What really caught my interest were a group of kids playing in the rice fields and covered head to toe with the gray-brown mud in which the rice is planted. That is, I thought they were playing until I realized they were actually catching eels in the mud. Freshwater eels live in the gooey mud of the rice fields, usually just a foot or two beneath the surface. The kids could find them from telltale holes in the mud that the eels make as they burrowed beneath the surface of the mud. I really couldn’t distinguish one little hole in the mud from any other, but they obviously could as they jammed their arms into the mud, often up to their shoulders, and within seconds would pull out what looked like a small snake. In a bucket with a little water, they would reveal themselves to be small black eels about half an inch in diameter and about two feet long. But unlike most of the animals I caught when I was a kid, which eventually were released, these eels were destined to become food for dinner.

Once they collected a bucket full of squirming eels, I was told they took them back to their home, where their mom would take the eels, smack their heads on a board to knock them out and squeeze them to remove any remaining mud I suppose.

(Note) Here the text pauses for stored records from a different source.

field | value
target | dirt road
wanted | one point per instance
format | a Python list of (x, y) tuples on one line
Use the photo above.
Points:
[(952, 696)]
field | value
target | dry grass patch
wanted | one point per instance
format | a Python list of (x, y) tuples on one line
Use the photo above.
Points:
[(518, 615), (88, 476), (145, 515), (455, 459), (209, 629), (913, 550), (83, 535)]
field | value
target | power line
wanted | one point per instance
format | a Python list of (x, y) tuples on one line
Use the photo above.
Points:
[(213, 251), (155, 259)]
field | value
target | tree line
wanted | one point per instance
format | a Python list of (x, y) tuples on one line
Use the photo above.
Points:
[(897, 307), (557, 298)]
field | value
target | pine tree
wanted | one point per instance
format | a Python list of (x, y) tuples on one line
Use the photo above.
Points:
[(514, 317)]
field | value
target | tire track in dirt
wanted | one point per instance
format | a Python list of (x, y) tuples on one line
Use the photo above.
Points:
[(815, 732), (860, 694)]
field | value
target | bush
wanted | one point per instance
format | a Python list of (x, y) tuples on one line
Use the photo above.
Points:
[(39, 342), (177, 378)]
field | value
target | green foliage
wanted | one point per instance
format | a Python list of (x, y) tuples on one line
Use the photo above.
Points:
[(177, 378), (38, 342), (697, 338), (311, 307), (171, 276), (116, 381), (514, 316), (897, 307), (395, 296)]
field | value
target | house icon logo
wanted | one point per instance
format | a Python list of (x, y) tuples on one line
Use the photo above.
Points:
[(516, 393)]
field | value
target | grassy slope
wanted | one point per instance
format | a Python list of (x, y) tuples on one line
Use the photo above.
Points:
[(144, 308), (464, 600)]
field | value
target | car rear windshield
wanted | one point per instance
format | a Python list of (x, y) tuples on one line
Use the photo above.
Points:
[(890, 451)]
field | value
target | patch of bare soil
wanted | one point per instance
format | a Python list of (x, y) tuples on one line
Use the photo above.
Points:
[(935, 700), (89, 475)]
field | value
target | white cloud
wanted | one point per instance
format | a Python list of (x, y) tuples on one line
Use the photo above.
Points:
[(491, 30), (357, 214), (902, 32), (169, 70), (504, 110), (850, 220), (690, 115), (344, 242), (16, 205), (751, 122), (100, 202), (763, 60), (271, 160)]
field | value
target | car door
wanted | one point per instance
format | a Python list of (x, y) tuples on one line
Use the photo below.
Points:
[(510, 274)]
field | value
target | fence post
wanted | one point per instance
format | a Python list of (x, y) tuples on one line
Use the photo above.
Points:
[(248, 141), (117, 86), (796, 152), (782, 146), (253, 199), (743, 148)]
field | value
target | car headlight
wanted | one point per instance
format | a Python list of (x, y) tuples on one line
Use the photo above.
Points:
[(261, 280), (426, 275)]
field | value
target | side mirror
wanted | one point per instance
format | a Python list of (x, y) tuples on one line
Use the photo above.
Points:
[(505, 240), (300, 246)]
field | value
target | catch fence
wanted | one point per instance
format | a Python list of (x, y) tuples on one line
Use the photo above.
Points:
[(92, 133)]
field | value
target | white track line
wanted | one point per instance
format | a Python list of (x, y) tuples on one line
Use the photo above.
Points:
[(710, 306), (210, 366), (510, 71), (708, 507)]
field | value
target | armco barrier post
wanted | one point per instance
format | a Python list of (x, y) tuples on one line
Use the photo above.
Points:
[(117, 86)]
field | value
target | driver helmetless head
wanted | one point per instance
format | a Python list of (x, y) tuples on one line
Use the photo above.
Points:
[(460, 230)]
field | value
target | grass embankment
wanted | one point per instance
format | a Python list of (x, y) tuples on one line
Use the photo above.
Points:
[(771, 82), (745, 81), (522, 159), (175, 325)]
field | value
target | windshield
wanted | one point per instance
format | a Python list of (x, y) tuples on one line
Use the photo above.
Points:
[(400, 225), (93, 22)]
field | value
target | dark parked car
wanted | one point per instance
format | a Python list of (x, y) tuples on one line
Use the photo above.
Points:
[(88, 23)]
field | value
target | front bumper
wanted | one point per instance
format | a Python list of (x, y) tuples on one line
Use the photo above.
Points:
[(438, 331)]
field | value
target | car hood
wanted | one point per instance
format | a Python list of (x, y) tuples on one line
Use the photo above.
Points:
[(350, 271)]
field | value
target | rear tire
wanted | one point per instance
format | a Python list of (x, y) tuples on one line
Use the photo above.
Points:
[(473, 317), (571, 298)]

They would take about three of them, wrap them around their hand to make a loose coil of eels and then tie the coil together like a hank of rope with a rice leaf. After they had several little bundles of eels, they would drop them in a pot full of hot oil and quickly deep fry them. It certainly sounded intriguing, if not a bit strange. Don said I’d get my chance to try some of this later so I was happy just to know where they come from.

The rest of the day was relaxing and uneventful and we eventually made our way back to Don’s house in the city.